Arkansas Democrat-Gazette

Low-key Ray likes the quiet

- TOM MURPHY

The eighth in a series profiling inductees into the Arkansas Sports Hall of Fame Class of 2021. The induction ceremony will be held at 6:30 p.m. on Friday at the Statehouse Convention Center in Little Rock.

FAYETTEVIL­LE — The news that he had been accepted for induction to the Arkansas Sports Hall of Fame came as a surprise to former University of Arkansas baseball player and longtime Major League Baseball second baseman Johnny Ray.

“I mean, I was just glad and honored. Totally unexpected,” Ray said. “But it’s something I can look back on and say I was pleased with what

I accomplish­ed over at Arkansas.”

They don’t come much more modest than Ray, a switch-hitting dynamo on the Razorbacks’ first College World Series team in 1979.

Ray, 64, hit .319 at Arkansas, was a two-time All-Southwest Conference selection for Razorback teams with a combined 80-28 record, and a 12th-round draft pick by the Houston Astros. He played 10 seasons in the big leagues with the Pittsburgh Pirates and California Angels before finishing his career in Japan.

Former Arkansas coach Norm DeBriyn said one of Ray’s strongest assets was his competiven­ess.

“I mean, for Johnny Ray, winning was a big deal,” said DeBriyn, who recruited Ray out of Northeast Oklahoma A&M in 1977. “That compact swing and being a switch hitter.
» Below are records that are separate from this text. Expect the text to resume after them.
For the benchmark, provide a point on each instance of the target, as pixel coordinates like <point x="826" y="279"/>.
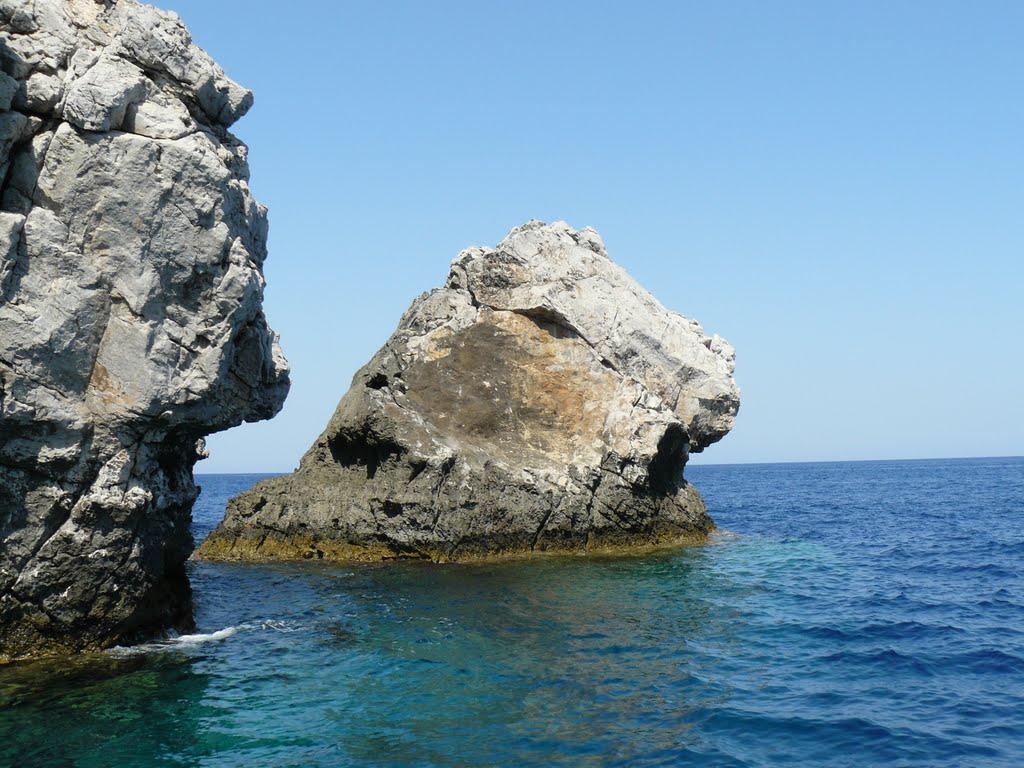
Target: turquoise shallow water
<point x="861" y="613"/>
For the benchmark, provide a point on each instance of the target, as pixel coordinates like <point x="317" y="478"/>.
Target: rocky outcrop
<point x="130" y="314"/>
<point x="541" y="400"/>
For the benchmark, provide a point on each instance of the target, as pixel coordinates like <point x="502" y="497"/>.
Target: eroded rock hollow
<point x="131" y="326"/>
<point x="541" y="400"/>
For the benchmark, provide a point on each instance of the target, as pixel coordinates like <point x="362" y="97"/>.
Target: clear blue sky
<point x="836" y="187"/>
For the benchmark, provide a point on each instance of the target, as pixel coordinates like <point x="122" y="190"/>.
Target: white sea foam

He was one of those guys that the higher level he played, the better he got.”

Since his profession­al career ended, Ray has led a quiet life on land he inherited in eastern Oklahoma, content in family life with his wife Tammy, their children Johnny Jr. and Jasmine, and now their grandchild­ren. In a recent phone conversati­on, Ray was proud to announce the happy boy heard in the background was his grandchild Channing.
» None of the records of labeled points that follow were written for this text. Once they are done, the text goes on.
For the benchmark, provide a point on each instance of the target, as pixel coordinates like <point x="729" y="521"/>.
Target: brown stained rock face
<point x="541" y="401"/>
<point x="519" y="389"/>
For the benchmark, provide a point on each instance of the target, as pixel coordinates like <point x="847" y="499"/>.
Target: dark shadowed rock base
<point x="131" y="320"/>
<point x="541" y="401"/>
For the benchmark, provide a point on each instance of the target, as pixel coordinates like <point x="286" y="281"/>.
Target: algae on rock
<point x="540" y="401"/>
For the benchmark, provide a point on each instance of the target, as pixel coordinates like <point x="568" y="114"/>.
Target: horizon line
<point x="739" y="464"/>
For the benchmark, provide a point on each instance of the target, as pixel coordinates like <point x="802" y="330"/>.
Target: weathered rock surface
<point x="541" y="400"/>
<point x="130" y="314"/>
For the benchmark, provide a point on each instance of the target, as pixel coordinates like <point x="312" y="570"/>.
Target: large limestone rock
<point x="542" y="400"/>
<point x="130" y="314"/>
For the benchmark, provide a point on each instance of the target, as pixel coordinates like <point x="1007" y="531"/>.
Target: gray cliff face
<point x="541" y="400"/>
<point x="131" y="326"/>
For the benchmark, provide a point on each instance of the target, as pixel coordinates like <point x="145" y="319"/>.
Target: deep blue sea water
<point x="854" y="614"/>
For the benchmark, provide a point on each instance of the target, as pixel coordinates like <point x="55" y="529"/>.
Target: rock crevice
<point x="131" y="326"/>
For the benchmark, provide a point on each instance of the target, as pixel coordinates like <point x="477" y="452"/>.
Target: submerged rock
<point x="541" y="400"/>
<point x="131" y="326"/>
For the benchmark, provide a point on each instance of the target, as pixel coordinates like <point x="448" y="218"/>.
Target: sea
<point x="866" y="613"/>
His hometown of Chouteau, Okla., about 78 miles west of Fayettevil­le, bears a road sign that reads “Chouteau, OK. Home of Johnny Ray.”

He explained his devotion to his roots in an interview with the Arkansas Democrat-Gazette last year.

“You hear all these horror stories,” Ray said when asked about being financiall­y comfortabl­e in retirement. “In Oklahoma, you’re not in L.A., you’re not in Chicago, you’re not in New York. So money should be very conservati­ve where you were from, so you didn’t have to spend a whole lot to have something.

“You just kind of live comfortabl­e and do the things you want to do and not have the headaches of individual­s coming at you and trying to get you to do this or do that. I like being around my family and being away from people, so it was a perfect scenario for me.”

Ray has been consistent in his tightknit family approach.

“[California] has nothing to offer me. I like my privacy,” he said in a 1988 story in The Oklahoman when he played for the Angels. “Once the season is over I prefer to get home, kick back and not talk baseball.

“There’s no phony to the people back home. I’ve known most of them all my life, and they like me because I’m Johnny Ray, not Johnny Ray the baseball player.”

Ray, who last year was chosen No. 3 by the Arkansas Democrat-Gazette among the all-time former Razorbacks in Major League Baseball, said he was attracted to Arkansas baseball by DeBriyn.

“Coach was an integral part of me first going there, and I was impressed with the sincerity which he acted with when he was recruiting me,” Ray said. “Most coaches, usually when your eligibilit­y ends the university doesn’t have any further use for you.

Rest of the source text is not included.